The performance of your application depends on its ability to accept an incoming HTTP request, process that request, and send back a response as fast as possible. Anything not contributing to this flow is extra work that negatively impacts performance, requiring more servers when under peak load. By moving as much work as possible to be processed in the background, you free your web app to process critical request/response flows without wasting CPU and memory doing work that can be pushed until later.

A common approach to offloading work to the background is to use a distributed messaging approach, as detailed in our Realscale article. Solutions such as Sidekiq are commonly used to make this approach easy for Rails developers. Simply write a background worker that handles the processing, then deploy on one or more worker processes to handle these background tasks.

Cloud 66 makes this easy by allowing applications to define a Procfile for both the web app process, along with background processes deployed on the same server. Your server will now handle web app requests, along with background processes on the same server.

For background work that is CPU and/or memory intensive, you also have the option of deploying dedicated process servers rather than sharing the same web app servers. By separating your web app and background processes to different servers, you can select different instance sizes to fit your stack needs. e.g. larger instances for your app servers, smaller instances for background processes.

Strategy #3: Make use of all your vCPUs

You may not realize it, but not all web frameworks use your CPUs in the same way. For example when deploying a Rails app, you have several Rack server options. If you just use the default, you may not use all of the vCPUs available to you from your cloud provider. This results in one or just a few of the available vCPUs from being used:

Choose the right Rack server to use all of your vCPUs by launching multiple processes. A common recommendation is to use Unicorn with Rack. Unicorn forks multiple processes, allowing each process to use one of the available vCPUs to process an incoming request. This helps to maximize the use of each app server, rather than deploying multiple servers that use only 25% of the available vCPUs.

Strategy #4: Select the right strategy to deploy at scale

Once you start to scale your application, your deployment process will start to take longer as each server is upgraded. This requires that you modify your deployment strategy to handle additional servers. One option to speed up deployment is to use a parallel deployment strategy. By using this strategy, deployments occur on multiple servers at once in a serial fashion, rather than on a server-by-server basis. This does however have an impact on how you migrate your database, so be sure to read our help page on taking advantage of parallel deployments before selecting this option.

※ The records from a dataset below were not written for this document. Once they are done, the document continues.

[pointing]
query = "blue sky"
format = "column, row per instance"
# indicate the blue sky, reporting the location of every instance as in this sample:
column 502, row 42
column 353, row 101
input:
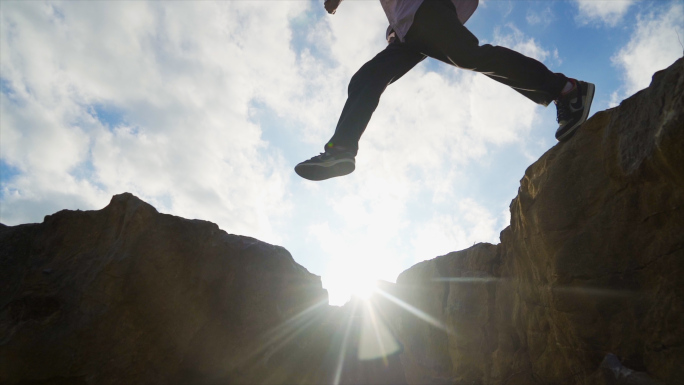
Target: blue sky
column 203, row 109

Strategy #5: Use redeployment hooks to avoid deploy scripting

Scripting your deployment process often requires a deep understanding of server deployment processes, such as those outlined above, as well as understanding how to use tools such as Capistrano, Chef, Puppet, or Ansible. All this scripting work takes away valuable time from building and supporting your application. Plus, your team must keep up with the latest changes, often during a critical deployment time when your scripts break due to changes with deployment tools. We outlined many of these issues in a recent article, "7 Obstacles to Overcome When Deploying Ruby on Rails to Production".

By using Cloud 66 redeployment hooks, you can deploy your application to one or more servers easily. Using redeployment hooks, all of this scripting can be eliminated by triggering a new deploy every time code has been merged into a specific branch in your Git repository (e.g. master). You can even connect the Cloud 66 deployment process to an automated test solution, such as TravisCI, to ensure that only tested code is deployed into production.